Sposób rozliczenia zależy od kancelarii. Często spotykanym modelem jest połączenie opłaty wstępnej z premią za wygraną sprawę (success fee). Ostateczna wysokość honorarium uzależniona jest zwykle od stopnia złożoności postępowania, czasu trwania sporu i polityki konkretnej kancelarii. Im więcej analiz i dokumentacji wymaga dana sprawa, tym koszt usługi będzie wyższy.
Bezpłatna analiza umowy przed złożeniem pozwu
Zanim kredytobiorca zdecyduje się na wniesienie sprawy, warto skorzystać z bezpłatnej analizy umowy kredytowej, oferowanej przez wiele kancelarii. Taka analiza pozwala określić, czy w umowie znajdują się niedozwolone postanowienia oraz jakie działania można podjąć. Dzięki temu można oszacować szanse na powodzenie, poznać potencjalne ryzyka i przewidzieć dalsze koszty postępowania.

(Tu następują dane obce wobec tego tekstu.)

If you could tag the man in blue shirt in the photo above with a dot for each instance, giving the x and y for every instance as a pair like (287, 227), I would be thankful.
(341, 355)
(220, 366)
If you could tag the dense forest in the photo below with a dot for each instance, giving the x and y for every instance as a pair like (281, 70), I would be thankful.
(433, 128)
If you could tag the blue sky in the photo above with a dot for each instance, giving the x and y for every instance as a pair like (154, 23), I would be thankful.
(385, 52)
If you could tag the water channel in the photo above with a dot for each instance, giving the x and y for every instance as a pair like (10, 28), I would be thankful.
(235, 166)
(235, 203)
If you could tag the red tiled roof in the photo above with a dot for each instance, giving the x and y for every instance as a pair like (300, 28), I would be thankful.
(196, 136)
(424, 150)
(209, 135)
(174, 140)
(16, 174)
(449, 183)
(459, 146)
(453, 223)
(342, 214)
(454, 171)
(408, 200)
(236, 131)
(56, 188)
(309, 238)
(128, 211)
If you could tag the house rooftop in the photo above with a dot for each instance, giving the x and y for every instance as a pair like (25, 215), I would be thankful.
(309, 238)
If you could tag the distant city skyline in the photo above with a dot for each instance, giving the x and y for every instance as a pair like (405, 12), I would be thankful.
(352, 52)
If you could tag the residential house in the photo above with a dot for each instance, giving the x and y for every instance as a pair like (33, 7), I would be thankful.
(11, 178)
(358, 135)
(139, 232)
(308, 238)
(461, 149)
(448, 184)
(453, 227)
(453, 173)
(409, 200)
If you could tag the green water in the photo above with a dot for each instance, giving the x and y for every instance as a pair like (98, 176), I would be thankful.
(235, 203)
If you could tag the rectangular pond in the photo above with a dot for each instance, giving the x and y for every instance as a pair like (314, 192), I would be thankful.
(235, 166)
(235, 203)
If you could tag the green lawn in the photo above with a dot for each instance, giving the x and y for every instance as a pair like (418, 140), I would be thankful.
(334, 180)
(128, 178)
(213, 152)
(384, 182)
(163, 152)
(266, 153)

Opłaty sądowe w sprawach o WIBOR
Decyzja o wniesieniu pozwu wiąże się z obowiązkiem zapłaty opłaty sądowej w wysokości 1000 zł. Dodatkowo trzeba uiścić 17 zł za pełnomocnictwo udzielone kancelarii. W niektórych przypadkach sąd może zlecić opinię biegłego – wówczas powód musi zapłacić zaliczkę na jego wynagrodzenie, najczęściej w granicach około 2000 zł.
W trakcie postępowania mogą pojawić się też inne opłaty, np. 100 zł za złożenie wniosku o zabezpieczenie roszczenia lub 100 zł za uzasadnienie wyroku czy postanowienia. Jeśli sąd oddali pozew, kredytobiorca musi się liczyć z koniecznością uiszczenia 1000 zł opłaty apelacyjnej.
Zwrot kosztów po zakończeniu postępowania
W przypadku wygranej kredytobiorca odzyskuje od banku poniesione koszty. Gdy sąd uzna roszczenie tylko częściowo, zwrot następuje proporcjonalnie do wygranej kwoty. Jeśli jednak sprawa zakończy się niekorzystnie, kredytobiorca ponosi wydatki związane z zastępstwem prawnym strony przeciwnej.
Osoby w trudnej sytuacji finansowej mogą wystąpić o przyznanie adwokata lub radcy prawnego z urzędu, co zwalnia je z ponoszenia kosztów obsługi prawnej. Dzięki temu nawet przy ograniczonych środkach możliwe jest skuteczne dochodzenie swoich praw przed sądem.